As the previous stories mentioned, Shafer has worked several jobs during and in between her time at school. She still works at the bookstore and the library, and she added on another position at Publix, so finding balance while at tending classes has been a challenge. But working as a clerk at the library is by far what she enjoys doing the most.
“I really love talking to the kids, they have all sorts of interesting questions. My path at UT is school librarian because I love working with kids and I love teaching and I love libraries, so I feel that’s a really good fit for me, “she said.
She’d actually been applying at the library for some time but nothing ever panned out. It was by happenstance that she walked into the library once during 2020 for a school assignment and ran into the children’s librarian there, who she knew.
“She walked up to me and asked me if I wanted an interview and I was just like, sure. It was kind of at a drop of the hat, so that’s how that happened. So I got an interview and I got hired, that was really random and I was surprised,” Shafer said.

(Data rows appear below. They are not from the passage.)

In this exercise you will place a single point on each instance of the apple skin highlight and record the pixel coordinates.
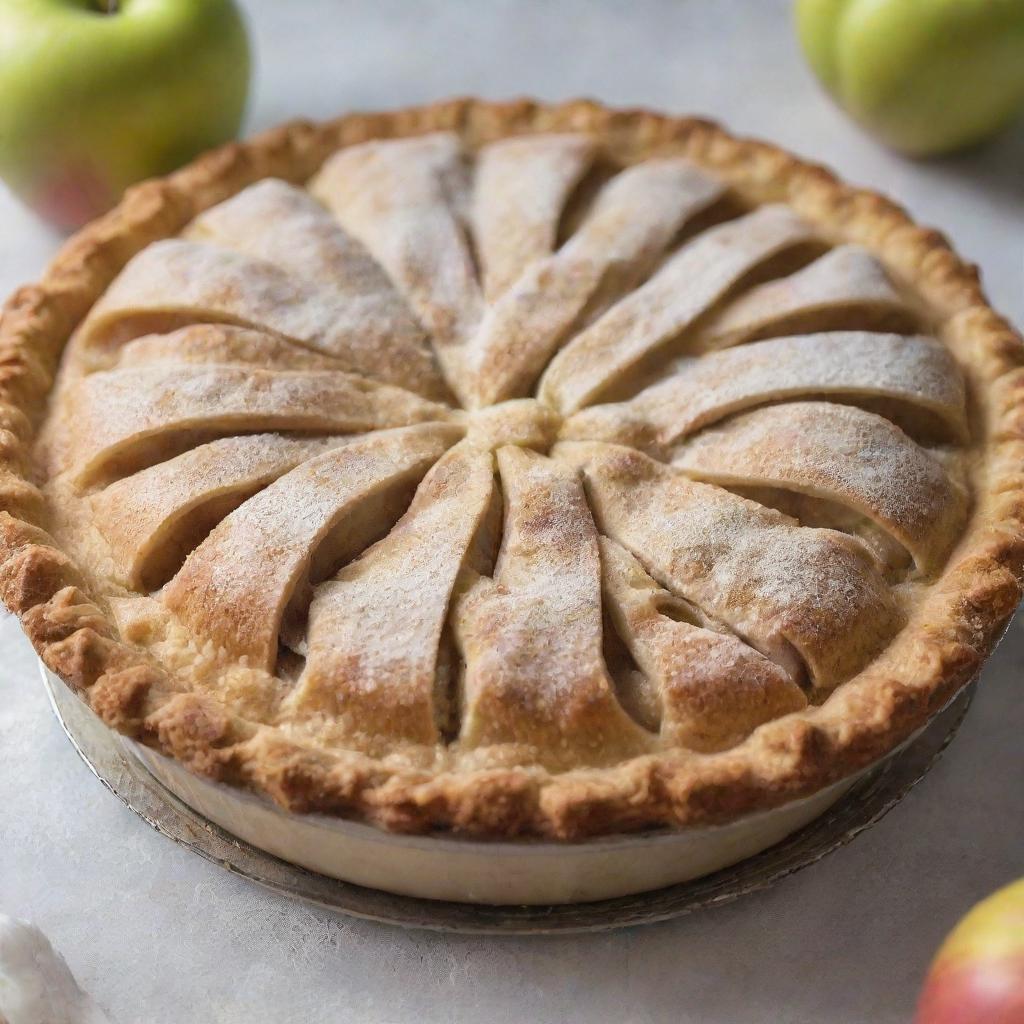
(95, 101)
(926, 77)
(978, 975)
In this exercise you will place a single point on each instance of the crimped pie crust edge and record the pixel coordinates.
(941, 648)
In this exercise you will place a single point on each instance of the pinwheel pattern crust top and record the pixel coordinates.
(510, 462)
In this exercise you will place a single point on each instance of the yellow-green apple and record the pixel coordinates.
(96, 94)
(978, 974)
(925, 76)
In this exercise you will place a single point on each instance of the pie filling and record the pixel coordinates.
(510, 458)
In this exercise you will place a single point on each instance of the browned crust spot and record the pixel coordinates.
(940, 650)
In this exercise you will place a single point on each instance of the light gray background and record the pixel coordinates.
(160, 936)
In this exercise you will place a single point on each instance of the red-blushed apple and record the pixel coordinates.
(977, 976)
(97, 94)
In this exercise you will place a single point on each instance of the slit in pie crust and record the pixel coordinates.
(511, 469)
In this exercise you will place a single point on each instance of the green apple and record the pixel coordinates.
(97, 94)
(925, 76)
(978, 974)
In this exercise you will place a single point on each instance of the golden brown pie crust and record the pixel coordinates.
(949, 634)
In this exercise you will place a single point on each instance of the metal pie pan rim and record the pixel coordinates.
(870, 799)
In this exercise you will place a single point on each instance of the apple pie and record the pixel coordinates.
(511, 470)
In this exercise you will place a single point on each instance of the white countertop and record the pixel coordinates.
(158, 935)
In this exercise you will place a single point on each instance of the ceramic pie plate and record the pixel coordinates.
(451, 884)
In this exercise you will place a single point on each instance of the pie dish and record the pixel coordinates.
(511, 470)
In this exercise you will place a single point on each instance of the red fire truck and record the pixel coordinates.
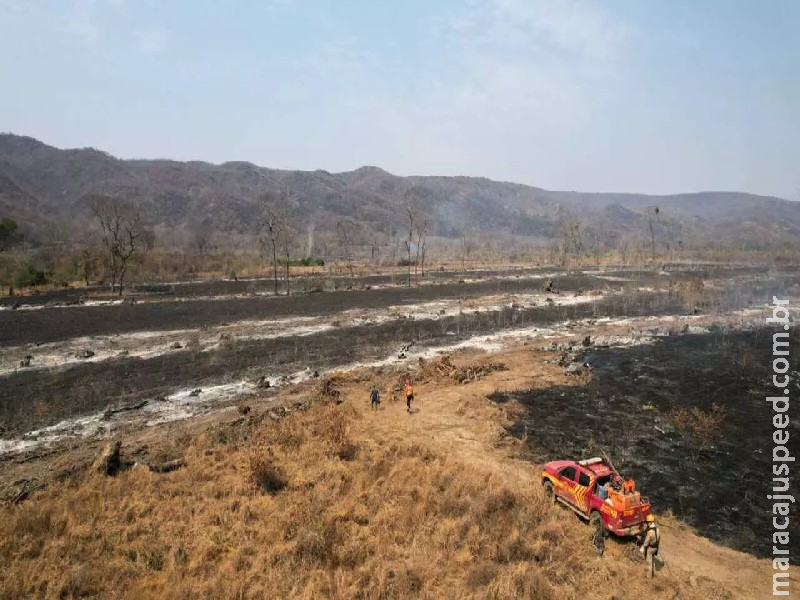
(594, 490)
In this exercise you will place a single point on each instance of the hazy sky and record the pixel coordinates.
(629, 95)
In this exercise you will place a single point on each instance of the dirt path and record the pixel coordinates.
(458, 419)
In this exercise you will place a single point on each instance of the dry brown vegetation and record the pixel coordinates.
(339, 501)
(308, 507)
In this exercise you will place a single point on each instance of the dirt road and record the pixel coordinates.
(458, 420)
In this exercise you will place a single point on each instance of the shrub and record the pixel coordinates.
(29, 276)
(264, 473)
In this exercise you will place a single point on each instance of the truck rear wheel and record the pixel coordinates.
(596, 521)
(549, 492)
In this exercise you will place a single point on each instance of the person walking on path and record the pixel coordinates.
(409, 394)
(375, 397)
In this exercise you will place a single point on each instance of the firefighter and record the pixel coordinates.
(409, 394)
(375, 397)
(649, 547)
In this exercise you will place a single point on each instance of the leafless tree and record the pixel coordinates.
(570, 235)
(278, 234)
(652, 220)
(467, 232)
(347, 232)
(201, 238)
(88, 255)
(422, 238)
(411, 214)
(124, 234)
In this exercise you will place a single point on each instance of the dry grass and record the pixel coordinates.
(310, 507)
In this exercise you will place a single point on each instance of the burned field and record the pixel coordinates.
(686, 417)
(638, 405)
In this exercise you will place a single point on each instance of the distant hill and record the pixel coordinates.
(40, 183)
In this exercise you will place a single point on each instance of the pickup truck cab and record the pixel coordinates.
(577, 484)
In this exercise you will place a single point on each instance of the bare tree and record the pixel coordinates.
(347, 232)
(277, 232)
(652, 220)
(570, 232)
(422, 238)
(410, 213)
(201, 239)
(467, 231)
(124, 235)
(9, 233)
(88, 255)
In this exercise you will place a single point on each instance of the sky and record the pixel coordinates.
(652, 96)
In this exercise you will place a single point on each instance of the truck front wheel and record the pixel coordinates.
(549, 492)
(596, 520)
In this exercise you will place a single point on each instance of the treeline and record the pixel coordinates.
(118, 245)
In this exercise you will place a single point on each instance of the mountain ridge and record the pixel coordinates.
(174, 193)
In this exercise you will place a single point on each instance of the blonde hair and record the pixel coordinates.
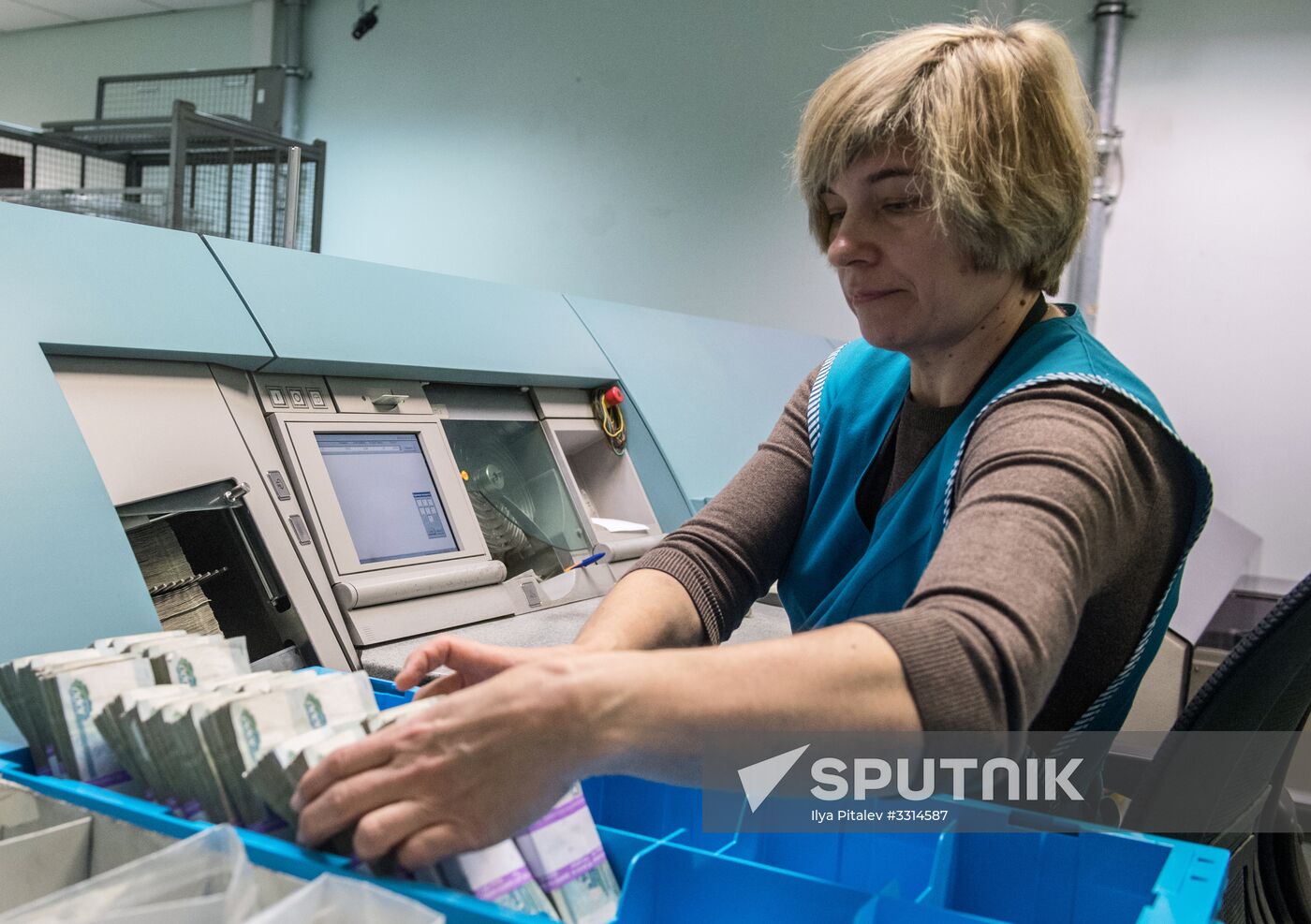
(999, 122)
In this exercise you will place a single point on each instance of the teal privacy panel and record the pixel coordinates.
(67, 570)
(708, 389)
(349, 317)
(98, 287)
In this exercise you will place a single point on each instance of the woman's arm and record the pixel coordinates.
(493, 757)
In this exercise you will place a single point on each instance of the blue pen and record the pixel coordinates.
(589, 560)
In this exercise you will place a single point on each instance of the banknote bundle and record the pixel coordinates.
(183, 720)
(564, 852)
(54, 700)
(495, 874)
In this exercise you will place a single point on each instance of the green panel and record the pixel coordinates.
(100, 287)
(67, 570)
(710, 389)
(662, 489)
(337, 316)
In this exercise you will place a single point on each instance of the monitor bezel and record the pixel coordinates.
(324, 508)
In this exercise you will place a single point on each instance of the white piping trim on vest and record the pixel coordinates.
(1130, 666)
(813, 405)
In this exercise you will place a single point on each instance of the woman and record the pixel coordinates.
(976, 514)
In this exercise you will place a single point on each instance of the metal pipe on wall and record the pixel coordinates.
(292, 65)
(1085, 271)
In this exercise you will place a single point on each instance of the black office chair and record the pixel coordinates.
(1264, 685)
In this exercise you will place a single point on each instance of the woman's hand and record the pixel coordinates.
(479, 767)
(471, 662)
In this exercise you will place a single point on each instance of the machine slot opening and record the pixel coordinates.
(205, 566)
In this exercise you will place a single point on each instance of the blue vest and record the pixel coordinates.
(839, 569)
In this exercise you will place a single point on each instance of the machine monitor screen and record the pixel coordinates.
(387, 495)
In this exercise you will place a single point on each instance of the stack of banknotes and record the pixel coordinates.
(183, 720)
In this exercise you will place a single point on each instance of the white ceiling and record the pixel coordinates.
(16, 15)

Working at the library has helped her to see the scope of what libraries and librarians do for their communities, and she said it’s been akin to social work in some ways. There have been opportunities where she was able to help people that have left her feeling really fulfilled and excited about her career choice. For example, a recent instance wherein she helped an older man who labeled himself as technologically illiterate to apply online for a pastor position.
“We hit apply and he was just like, oh my goodness, this is amazing, thank you so much. To me, that was the easiest thing ever, but for him, that really made his day. He was able to apply for a job and he was happy and that’s a really good piece of library work people don’t think about,” she said. “Libraries really bring communities and families together.”
And sometimes, they also bring friends together.